I seem to have a date formatting problem every day!
I am querying a table and am getting a date back in the format dd/mm/yyyy (as a string btw). Brilliant! thats what I want. But, now I want to convert that string to a date so i can do
dim dayNumber as integer = day.DayOfWeek
But when I convert it to a date it changes it to #m/dd/yyyy#. AHHHH! how can I change this?
here is my code i've tried
Dim ActivityDate As String
If dt.Rows(i)("Date") Is DBNull.Value Then
ActivityDate = ""
Else
ActivityDate = dt.Rows(i)("Date")
End If
Dim ci As New System.Globalization.CultureInfo("en-CA")
Dim theDate As Date = Date.Parse(ActivityDate, ci)
Dim day As Integer = theDate.DayOfWeek
Cheers
Brilliant! thats what I want
That's not what you want. It is the worst possible format for a date because it is so horribly ambiguous. Date string formats depend on the current culture. "4/1/2010" is Unicorn day at SO, it is day in January in Europe. "#4/1/2010#" is a legacy VB6 format.
Always store dates in a DateTime in your code.
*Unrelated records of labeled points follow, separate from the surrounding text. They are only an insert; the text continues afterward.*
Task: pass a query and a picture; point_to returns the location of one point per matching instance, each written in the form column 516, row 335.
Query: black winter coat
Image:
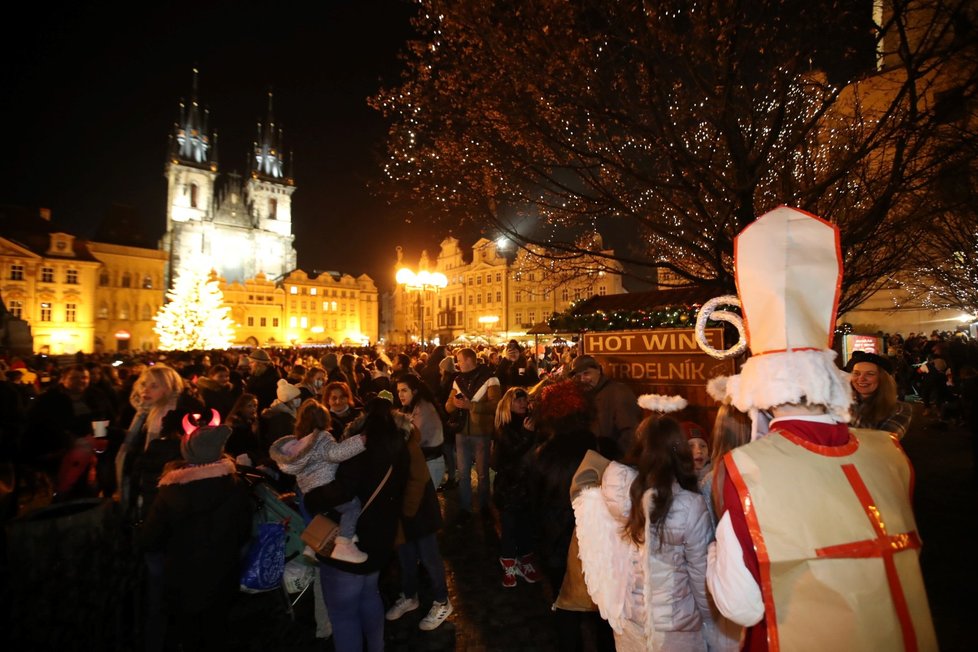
column 377, row 525
column 201, row 520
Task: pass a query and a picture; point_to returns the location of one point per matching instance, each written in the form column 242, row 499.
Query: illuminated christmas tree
column 195, row 318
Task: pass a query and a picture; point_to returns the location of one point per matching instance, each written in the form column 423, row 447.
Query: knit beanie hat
column 286, row 391
column 205, row 444
column 693, row 431
column 329, row 361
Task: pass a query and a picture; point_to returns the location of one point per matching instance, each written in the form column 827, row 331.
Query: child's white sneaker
column 346, row 550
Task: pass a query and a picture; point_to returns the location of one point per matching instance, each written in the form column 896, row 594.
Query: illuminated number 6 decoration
column 707, row 313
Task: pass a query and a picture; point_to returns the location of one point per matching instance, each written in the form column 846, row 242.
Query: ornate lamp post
column 421, row 283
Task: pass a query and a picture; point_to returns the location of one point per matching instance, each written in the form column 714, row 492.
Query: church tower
column 238, row 228
column 191, row 172
column 269, row 192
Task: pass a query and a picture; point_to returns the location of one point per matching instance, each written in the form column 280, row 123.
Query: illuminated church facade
column 239, row 227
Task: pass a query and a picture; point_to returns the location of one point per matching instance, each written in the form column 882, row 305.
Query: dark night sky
column 91, row 95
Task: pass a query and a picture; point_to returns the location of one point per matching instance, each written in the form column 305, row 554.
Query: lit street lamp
column 421, row 282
Always store dates in a database column type of datetime in your dbase. There is never any ambiguity and you'll have an easy time with the DateTime members to manipulate dates.
If you convert the string to a date, you can always output it back to the original format using a custom format string: http://msdn.microsoft.com/en-us/library/8kb3ddd4.aspx
The correct solution here (at least until you tell us why this isn't possible) is to update your database to use a datetime column type rather than a varchar. Now we also know that this column has no NULL values, because otherwise you'd be complaining about exceptions on your Date.Parse() call. After applying both those sentences, you can trim all that code down to a simple one-liner:
Dim day As Integer = DirectCast(dt.Rows(i)("Date"), DateTime).DayOfWeek
May I also ask why you're looping through the table row by row? I've worked in a shop where that was the norm, but since I've left there I've run in to alternatives and more and more I'm coming to find looping through a datatable as just wrong. It's an older imperative coding style, and generally you want to go for a declarative coding style.
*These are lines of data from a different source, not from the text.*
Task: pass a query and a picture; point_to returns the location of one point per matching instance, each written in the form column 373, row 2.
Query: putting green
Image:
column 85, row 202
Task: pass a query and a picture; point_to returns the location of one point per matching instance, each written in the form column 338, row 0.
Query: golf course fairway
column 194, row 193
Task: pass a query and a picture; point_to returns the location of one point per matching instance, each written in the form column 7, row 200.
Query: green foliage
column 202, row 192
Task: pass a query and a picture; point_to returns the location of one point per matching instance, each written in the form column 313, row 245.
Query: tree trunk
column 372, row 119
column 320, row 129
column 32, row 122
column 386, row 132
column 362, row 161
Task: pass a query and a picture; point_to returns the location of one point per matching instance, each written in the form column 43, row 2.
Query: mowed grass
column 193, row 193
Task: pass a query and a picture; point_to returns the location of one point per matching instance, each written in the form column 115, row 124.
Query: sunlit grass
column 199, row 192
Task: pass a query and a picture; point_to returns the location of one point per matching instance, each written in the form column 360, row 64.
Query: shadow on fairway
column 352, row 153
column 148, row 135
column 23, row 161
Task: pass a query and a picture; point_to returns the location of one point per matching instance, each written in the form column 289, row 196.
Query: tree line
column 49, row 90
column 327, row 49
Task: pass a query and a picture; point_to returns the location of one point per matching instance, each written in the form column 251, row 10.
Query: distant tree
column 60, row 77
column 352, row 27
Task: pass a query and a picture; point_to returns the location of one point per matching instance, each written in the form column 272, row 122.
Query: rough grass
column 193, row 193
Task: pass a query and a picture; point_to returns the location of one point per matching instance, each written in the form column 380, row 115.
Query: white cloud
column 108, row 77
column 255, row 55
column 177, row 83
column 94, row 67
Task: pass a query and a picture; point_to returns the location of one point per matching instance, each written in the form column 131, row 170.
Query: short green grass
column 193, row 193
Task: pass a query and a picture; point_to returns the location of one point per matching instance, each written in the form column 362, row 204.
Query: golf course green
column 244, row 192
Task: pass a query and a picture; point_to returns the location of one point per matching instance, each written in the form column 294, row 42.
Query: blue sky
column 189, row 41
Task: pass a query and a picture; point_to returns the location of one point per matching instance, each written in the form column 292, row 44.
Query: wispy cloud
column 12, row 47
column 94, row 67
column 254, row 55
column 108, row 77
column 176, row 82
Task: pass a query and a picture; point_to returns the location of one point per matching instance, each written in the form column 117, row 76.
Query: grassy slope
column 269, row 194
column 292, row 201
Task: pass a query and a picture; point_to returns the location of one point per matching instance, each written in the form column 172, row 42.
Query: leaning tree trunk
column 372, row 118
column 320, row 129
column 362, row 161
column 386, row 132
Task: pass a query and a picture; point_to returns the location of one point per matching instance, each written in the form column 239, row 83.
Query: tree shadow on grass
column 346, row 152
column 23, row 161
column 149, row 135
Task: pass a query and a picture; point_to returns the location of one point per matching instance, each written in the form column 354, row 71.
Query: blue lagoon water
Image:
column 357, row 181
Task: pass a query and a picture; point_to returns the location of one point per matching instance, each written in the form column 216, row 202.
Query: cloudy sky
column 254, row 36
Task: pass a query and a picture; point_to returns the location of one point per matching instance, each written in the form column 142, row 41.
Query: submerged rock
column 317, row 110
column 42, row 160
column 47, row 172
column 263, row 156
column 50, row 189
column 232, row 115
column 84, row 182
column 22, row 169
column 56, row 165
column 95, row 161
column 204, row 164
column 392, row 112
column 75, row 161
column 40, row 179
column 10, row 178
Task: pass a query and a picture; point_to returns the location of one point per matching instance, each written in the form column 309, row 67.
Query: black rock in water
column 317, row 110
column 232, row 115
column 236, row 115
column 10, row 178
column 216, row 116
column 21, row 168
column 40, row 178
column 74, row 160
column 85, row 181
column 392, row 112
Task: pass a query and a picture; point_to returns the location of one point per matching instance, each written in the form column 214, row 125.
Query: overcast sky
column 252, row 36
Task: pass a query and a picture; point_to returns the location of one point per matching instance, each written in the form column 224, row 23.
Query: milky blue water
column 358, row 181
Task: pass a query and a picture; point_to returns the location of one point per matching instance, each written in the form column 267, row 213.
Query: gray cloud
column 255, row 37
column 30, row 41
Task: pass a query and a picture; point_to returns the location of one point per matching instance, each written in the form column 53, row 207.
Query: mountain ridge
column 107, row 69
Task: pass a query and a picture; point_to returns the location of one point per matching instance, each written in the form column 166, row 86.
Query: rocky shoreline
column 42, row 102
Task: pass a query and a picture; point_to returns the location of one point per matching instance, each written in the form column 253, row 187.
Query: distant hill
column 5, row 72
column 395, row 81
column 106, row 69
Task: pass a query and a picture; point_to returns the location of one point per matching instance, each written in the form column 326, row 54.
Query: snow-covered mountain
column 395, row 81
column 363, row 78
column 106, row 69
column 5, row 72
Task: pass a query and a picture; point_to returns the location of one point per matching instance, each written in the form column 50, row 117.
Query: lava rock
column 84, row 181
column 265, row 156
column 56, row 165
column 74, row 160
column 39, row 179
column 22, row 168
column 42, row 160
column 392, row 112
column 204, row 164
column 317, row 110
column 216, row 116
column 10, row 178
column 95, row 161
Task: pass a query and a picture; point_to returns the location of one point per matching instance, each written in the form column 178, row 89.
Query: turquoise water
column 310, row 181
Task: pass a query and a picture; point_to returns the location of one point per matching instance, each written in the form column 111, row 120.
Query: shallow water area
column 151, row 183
Are you parsing it like this:
Dim newDate as DateTime = DateTime.Parse(myDate)
If the culture of your system does not use that date format, then you should get that date string as an actual date:
' canadian date format is dd/mm/yyyy
Dim ci As New System.Globalization.CultureInfo("en-CA")
Dim theDate As Date = Date.Parse("13/04/2010", ci)
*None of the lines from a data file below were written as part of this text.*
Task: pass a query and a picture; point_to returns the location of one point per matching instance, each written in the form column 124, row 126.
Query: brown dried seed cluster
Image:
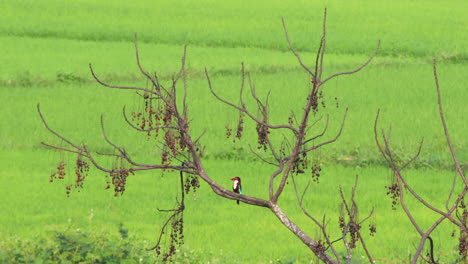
column 81, row 171
column 228, row 131
column 463, row 239
column 262, row 132
column 394, row 192
column 240, row 126
column 300, row 164
column 60, row 173
column 191, row 182
column 316, row 101
column 372, row 229
column 316, row 169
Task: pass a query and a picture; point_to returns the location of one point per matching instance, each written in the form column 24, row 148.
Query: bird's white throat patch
column 235, row 184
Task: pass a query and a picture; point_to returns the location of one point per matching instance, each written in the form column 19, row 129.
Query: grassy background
column 46, row 48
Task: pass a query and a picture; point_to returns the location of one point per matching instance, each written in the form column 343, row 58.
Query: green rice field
column 46, row 48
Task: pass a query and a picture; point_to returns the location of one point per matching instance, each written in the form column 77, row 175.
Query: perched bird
column 236, row 186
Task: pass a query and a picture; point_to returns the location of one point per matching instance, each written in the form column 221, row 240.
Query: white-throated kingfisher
column 237, row 186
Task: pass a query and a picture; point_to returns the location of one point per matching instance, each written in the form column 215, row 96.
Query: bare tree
column 166, row 118
column 455, row 209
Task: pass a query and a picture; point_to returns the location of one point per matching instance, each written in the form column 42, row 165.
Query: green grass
column 210, row 220
column 46, row 48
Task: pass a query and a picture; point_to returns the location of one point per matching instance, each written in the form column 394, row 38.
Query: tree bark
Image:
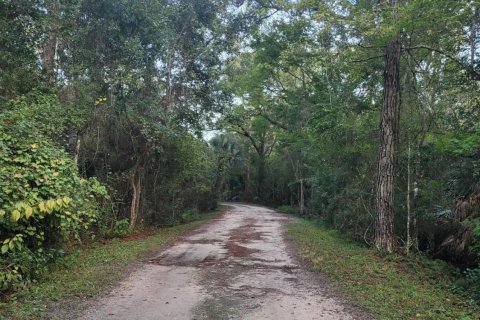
column 384, row 236
column 77, row 149
column 135, row 182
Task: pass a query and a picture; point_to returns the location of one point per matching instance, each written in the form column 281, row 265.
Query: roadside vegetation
column 89, row 271
column 117, row 115
column 390, row 286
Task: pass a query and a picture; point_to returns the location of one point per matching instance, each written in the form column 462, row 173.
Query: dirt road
column 236, row 267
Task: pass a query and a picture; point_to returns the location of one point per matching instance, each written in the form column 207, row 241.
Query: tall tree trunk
column 261, row 177
column 135, row 182
column 77, row 148
column 247, row 192
column 384, row 236
column 302, row 197
column 219, row 179
column 473, row 36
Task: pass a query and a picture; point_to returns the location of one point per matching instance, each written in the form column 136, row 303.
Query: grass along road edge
column 90, row 272
column 391, row 287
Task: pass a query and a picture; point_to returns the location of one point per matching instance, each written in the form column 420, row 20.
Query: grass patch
column 391, row 287
column 88, row 272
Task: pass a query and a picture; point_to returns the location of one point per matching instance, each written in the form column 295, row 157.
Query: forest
column 124, row 115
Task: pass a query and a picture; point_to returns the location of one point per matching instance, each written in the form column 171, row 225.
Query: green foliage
column 43, row 201
column 408, row 288
column 87, row 271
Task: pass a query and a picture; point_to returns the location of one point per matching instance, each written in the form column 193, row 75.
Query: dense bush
column 43, row 201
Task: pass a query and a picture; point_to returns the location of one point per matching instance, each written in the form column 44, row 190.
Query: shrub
column 43, row 201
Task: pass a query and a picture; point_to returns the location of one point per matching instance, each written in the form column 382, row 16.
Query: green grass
column 390, row 287
column 86, row 273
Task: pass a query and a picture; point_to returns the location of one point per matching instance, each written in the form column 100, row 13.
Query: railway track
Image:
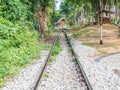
column 45, row 64
column 89, row 87
column 79, row 68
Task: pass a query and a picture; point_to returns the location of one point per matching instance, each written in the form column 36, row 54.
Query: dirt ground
column 111, row 41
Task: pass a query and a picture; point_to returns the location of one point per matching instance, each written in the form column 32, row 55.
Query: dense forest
column 24, row 22
column 20, row 21
column 79, row 12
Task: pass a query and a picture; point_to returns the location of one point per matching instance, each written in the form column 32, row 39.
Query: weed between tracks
column 56, row 50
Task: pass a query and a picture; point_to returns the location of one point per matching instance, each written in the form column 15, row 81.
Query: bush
column 19, row 44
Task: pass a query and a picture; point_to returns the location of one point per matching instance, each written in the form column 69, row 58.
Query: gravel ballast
column 100, row 75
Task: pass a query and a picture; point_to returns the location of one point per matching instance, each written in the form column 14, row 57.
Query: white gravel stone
column 61, row 73
column 100, row 75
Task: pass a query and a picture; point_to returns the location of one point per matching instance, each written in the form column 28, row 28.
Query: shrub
column 19, row 44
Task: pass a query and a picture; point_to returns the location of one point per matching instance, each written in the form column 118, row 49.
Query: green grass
column 56, row 50
column 82, row 32
column 90, row 45
column 19, row 45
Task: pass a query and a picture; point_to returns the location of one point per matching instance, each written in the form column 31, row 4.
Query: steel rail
column 89, row 86
column 45, row 64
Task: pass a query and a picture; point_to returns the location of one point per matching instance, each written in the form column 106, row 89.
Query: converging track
column 89, row 87
column 79, row 68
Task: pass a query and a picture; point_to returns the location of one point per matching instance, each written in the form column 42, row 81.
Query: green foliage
column 19, row 44
column 76, row 34
column 17, row 10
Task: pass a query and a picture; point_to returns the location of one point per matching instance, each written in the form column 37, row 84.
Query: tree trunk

Make sure you specify an exact parse format like so:
Console.WriteLine(DateTime.ParseExact("17/12/2010", "dd/mm/yyyy", null));
I am not sure what the last parameter is but it is safe to ignore it.
I'm guessing that you are seeing the #m/dd/yyyy# in the debugger, like this screenshot below. Don't worry!
A Date variable isn't stored as a string. The debugger has to convert your Date into a string to display it, and it insists on showing dates in #m/dd/yyyy# format. But that doesn't have any effect on the runtime behaviour of your program.